Proteomics is the global analysis of proteins within a biological system. Proteomics approaches use mass spectrometry to characterize and quantify protein abundances, structures, regulation, modifications, interactions, etc. The Bioinformatics group works with the CHOP Proteomics Core to design and analyze proteomics experiments.

  • Experimental design and functional analysis of proteomics data (DDA, DIA, and PRM)
  • Proteogenomics analysis by integrating RNA-seq and proteomics data
  • Analyzing immunopeptidome data to identify MHC/ HLA peptides
  • Downstream analysis of proteomics data such as differential expression, clustering, and network analysis
  • Analysis of ChIP-seq data to identify protein-DNA interactions
  • Analysis of Methyl-seq data to identify DNA methylation
  • Chromosomal Confirmation analysis to study spatial organization of chromatin
  • miRNA and other small RNA analysis

DBHi supports the analysis of expression array data from multiple manufacturers and technologies. In addition to providing outputs from appropriate multivariate statistical tests and visualizations, the Bioinformatics group has an extensive toolset to analyze markers and copy number.
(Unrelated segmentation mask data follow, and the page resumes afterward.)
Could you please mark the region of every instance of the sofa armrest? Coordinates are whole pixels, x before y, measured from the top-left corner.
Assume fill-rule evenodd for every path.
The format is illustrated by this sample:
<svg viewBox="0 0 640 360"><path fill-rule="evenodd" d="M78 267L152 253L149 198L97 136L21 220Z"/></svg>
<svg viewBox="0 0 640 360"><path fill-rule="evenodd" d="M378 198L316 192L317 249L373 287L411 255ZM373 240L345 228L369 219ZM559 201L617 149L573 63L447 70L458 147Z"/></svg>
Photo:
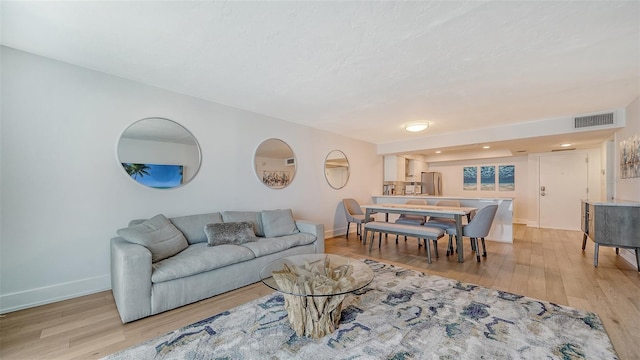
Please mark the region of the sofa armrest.
<svg viewBox="0 0 640 360"><path fill-rule="evenodd" d="M304 233L312 234L316 237L316 253L324 253L324 225L316 224L305 220L296 220L296 227Z"/></svg>
<svg viewBox="0 0 640 360"><path fill-rule="evenodd" d="M123 323L151 315L151 252L111 239L111 290Z"/></svg>

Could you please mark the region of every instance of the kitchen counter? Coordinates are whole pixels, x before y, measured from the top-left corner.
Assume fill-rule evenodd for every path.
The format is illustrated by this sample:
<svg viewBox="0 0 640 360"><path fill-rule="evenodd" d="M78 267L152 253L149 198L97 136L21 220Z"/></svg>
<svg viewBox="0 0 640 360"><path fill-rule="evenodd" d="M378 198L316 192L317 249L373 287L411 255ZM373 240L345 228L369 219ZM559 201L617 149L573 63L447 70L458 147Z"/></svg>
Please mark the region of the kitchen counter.
<svg viewBox="0 0 640 360"><path fill-rule="evenodd" d="M429 195L373 195L374 204L404 204L407 200L426 200L427 205L435 205L440 200L458 200L460 206L474 207L478 210L487 205L497 204L498 211L493 220L487 240L513 243L513 202L512 197L463 197L463 196L429 196ZM395 218L389 218L395 221Z"/></svg>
  • Normalization and summarization of array data
  • Significance Testing identify differential expression
  • Predictive modeling and classification
  • Pathway and ontology enrichment

Bioinformatic analysis is often considered from the perspective of a single platform analysis such as RNA-seq, WGS, arrays, etc. However, the true power of computation is when multiple approaches are used to attack a problem from multiple angles. A simple example is complementing WGS with RNA-seq; this approach can identify a variant/mutation and consequences simultaneously.

  • Expertise in parallelized study design and statistical analyses
  • Expertise in platform data integration and analyses
  • Experience in working with consortia and multi-group projects

After most bioinformatics analyses, it is often useful to do context-specific analyses to identify pathways and functions related to the genes and/or markers associated with the experiment. The Bioinformatics group has tools to enhance knowledge of molecular pathways and gene function to provide both a statistical and biological basis of significance, and applies those tools to identify robust biomarkers of pediatric disease.

  • CHOP researcher license availability for bioinformatics packages and tools such as Ingenuity Pathway Analysis (IPA) and Metacore
  • Expertise in analysis of systems biology networks
  • Machine learning and other statistical approaches to classify pathways, experimental biomarkers, etc.

The Bioinformatics group provides quantification of phenotype similarity for analyzing complex disease cohorts and metabolomics modeling linking gene expression levels to metabolics errors and consequent diseases.

  • FBA

The Bioinformatics group creates custom scientific websites, pipelines, software package and methods development. They also develop intra- and internet interfaces for scientific data delivery and exploration, such as through customization of ready-made interfaces (R Shiny) or through developing new websites or portals.